Generate Data Insights in No Time using AI

Build an AI app using Langchain to Analyze Data for Your Company

muffaddal qutbuddin
Towards AI

--

Image by Pete Linforth from Pixabay

One of the key challenges businesses face is gaining actionable insights critical for success. Both business leaders and data practitioners struggle to extract valuable insights from vast data pools. Non-technical team members often depend heavily on data teams to provide necessary figures, while data professionals are overwhelmed by the sheer volume of data and constant requests, leaving little room for creative problem-solving that goes beyond routine data extraction.

The great news is that this challenge can be significantly mitigated using AI. Artificial intelligence can streamline the analysis of data and accelerate the extraction of insights. In this article, I will guide you through building an AI application that your internal teams can use to expedite the insights generation process. All they need to do is pose questions to the AI, and it will deliver relevant answers.

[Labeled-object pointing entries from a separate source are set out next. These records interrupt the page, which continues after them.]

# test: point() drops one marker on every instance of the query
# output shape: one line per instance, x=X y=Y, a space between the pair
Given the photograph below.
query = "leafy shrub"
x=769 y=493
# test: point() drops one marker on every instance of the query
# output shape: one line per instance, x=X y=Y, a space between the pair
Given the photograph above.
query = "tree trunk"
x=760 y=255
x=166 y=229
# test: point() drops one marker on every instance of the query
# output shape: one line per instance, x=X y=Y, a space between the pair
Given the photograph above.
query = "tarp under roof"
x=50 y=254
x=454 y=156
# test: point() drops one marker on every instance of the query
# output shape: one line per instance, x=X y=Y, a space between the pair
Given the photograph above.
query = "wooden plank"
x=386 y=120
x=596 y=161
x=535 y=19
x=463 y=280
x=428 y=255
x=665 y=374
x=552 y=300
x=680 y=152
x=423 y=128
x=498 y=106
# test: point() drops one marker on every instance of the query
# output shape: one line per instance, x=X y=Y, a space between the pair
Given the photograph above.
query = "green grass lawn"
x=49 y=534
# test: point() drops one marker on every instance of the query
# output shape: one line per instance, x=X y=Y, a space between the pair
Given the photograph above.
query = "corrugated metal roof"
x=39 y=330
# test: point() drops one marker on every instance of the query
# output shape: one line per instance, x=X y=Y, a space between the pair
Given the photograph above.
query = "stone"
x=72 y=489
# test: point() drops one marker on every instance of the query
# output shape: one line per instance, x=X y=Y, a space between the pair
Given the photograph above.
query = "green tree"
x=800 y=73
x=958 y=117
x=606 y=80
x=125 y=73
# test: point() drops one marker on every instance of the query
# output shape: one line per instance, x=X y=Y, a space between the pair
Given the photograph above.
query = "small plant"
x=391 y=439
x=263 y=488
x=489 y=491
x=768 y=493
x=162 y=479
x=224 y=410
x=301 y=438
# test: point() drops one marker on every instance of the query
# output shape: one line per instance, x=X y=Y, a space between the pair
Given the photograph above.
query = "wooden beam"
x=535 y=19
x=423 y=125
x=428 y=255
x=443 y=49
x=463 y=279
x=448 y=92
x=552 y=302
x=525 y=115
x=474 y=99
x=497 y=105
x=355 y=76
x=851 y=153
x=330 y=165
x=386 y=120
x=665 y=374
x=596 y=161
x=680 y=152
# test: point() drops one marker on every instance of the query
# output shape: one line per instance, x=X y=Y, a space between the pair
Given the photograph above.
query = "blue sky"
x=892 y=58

How does this custom AI analysis app differ from using something like ChatGPT for analysis? Good question. ChatGPT is excellent for analysis, but it has limitations. Firstly, you must provide it data in CSV format each time. Secondly, you need to ensure the data contains the answers to your questions. Lastly, it requires specific examples to handle more advanced insight queries.

In contrast, our AI application directly accesses all company data and utilizes a repository of examples to learn and generate more sophisticated analysis. This repository will expand as more team members use the application, leading to increasingly mature AI applications for your company.

Note: For demonstration purposes, I will be using Bigquery but the principle remains the same and can be applied to any data warehouse or database.

I have added how the app behaves to the analysis questions at the end. Make sure to check that out.

AI Application Archeitecture

Before we dive into the details, let’s first outline how the app functions and how it leverages AI to utilize company data effectively to produce insights.

AI Application Architecture, by Muffaddal Qutbuddin

At a high level, the process starts when a user poses a question. The AI evaluates this question to determine the necessary data requirements. It then generates the appropriate SQL query which is passed to an API, fetching the required data from the database. The fetched data is subsequently analyzed by the AI agent to produce insights.

We incorporate both AI chat models and AI agents to achieve the desired insights. Why the need for both? I will delve into this in greater detail later, but to give you a preliminary idea: the AI chat model is employed to determine if new data is needed and to generate SQL queries, while the AI agent focuses on analyzing the dataset and generating insights.

Let’s discuss the individual pieces in greater detail in the next sections

Google Gemini API Key

For us to interact with AI models, be it Open AI or Google, we need an API key. In this article, I will be using Gemini Pro as it offers free API, but the process is similar if you choose to use OpenAI. The underlying principle of integrating AI through an API remains consistent across platforms.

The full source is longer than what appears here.